Intriguingly, the interruption is not one-way.

“So Esther said in reply to Mordechai: Go then, assemble all the Jews of Shushan, and fast for me. Do not eat or drink for three days. Night and day, my maids and I will also fast. And then I will stand before the King even though it is unlawful.” (Esther, 4:15-16) 

The Fast of Esther, nowadays observed on the eve of Purim, commemorates those days of penitence decreed by the heroine of the Purim story as she prepared to beseech Achashverosh on behalf of her people.

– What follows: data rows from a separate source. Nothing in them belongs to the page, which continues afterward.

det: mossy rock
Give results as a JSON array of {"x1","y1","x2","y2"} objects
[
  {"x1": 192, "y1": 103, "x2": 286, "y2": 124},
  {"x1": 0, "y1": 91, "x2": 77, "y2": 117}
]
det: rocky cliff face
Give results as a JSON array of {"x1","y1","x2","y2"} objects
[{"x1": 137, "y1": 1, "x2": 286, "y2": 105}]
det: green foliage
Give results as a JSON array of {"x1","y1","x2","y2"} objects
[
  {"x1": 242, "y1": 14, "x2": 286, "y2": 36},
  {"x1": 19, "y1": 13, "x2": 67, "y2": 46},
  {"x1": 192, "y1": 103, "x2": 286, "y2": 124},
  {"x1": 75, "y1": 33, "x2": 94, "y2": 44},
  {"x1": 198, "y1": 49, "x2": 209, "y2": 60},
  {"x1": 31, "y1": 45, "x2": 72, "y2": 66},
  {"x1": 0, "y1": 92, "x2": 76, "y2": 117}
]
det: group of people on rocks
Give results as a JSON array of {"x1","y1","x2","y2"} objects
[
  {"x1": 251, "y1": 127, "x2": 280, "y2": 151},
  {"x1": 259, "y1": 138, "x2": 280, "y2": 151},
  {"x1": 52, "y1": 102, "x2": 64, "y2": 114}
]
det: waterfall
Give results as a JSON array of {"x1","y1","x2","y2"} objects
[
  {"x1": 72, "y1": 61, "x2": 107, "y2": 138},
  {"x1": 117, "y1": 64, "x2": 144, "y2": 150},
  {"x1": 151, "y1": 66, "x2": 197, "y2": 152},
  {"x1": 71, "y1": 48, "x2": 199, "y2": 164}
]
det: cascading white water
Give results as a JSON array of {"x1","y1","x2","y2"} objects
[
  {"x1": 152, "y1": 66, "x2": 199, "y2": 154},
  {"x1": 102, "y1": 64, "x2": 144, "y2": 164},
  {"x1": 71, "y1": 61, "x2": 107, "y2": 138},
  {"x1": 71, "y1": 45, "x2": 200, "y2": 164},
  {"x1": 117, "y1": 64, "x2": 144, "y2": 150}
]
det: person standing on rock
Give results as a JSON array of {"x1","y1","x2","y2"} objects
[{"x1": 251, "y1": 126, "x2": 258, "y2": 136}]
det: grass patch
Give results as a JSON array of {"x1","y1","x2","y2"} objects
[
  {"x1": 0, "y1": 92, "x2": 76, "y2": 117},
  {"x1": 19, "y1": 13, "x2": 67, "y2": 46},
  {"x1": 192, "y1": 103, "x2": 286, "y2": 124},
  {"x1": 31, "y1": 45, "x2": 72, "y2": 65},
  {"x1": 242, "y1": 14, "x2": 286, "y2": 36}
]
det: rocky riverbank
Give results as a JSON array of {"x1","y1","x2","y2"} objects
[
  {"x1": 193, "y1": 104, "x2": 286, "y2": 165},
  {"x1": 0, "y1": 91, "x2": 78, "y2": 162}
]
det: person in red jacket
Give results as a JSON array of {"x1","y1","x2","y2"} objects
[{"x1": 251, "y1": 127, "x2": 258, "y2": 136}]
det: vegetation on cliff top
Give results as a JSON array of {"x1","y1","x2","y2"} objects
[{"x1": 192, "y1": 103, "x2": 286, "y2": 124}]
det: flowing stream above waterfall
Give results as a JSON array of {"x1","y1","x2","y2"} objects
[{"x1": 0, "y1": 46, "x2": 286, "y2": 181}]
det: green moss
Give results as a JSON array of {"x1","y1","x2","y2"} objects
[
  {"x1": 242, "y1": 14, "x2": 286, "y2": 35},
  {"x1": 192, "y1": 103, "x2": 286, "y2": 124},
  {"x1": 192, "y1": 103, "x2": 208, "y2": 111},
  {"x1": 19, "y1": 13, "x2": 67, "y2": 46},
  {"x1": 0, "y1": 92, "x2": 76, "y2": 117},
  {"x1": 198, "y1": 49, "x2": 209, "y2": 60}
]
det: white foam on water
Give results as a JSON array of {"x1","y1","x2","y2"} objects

But her original fast was not merely one day. It was three. And those three days did not occur in the month of Adar. According to the Talmud (Megillah 15a, cf. Rashi there), Esther decreed the fast across the 14th, 15th and 16th days of the month of Nissan. In other words: the original Fast of Esther coincided with Pesach!

That year, Seder night simply did not happen. The eve of Passover as well as the first two days of the festival were marked by intense mourning and abstinence from food or drink, as the need to sow the seeds for the Purim miracle yet to come overrode the desire to celebrate the Pesach miracle long past. Here we arrive at quite the dilemma:

Our sages insist that Passover must encroach on Purim through the study of its laws. Esther insisted that Purim’s penitent prelude encroach on Pesach. To what end are these two festivals so deliberately intertwined?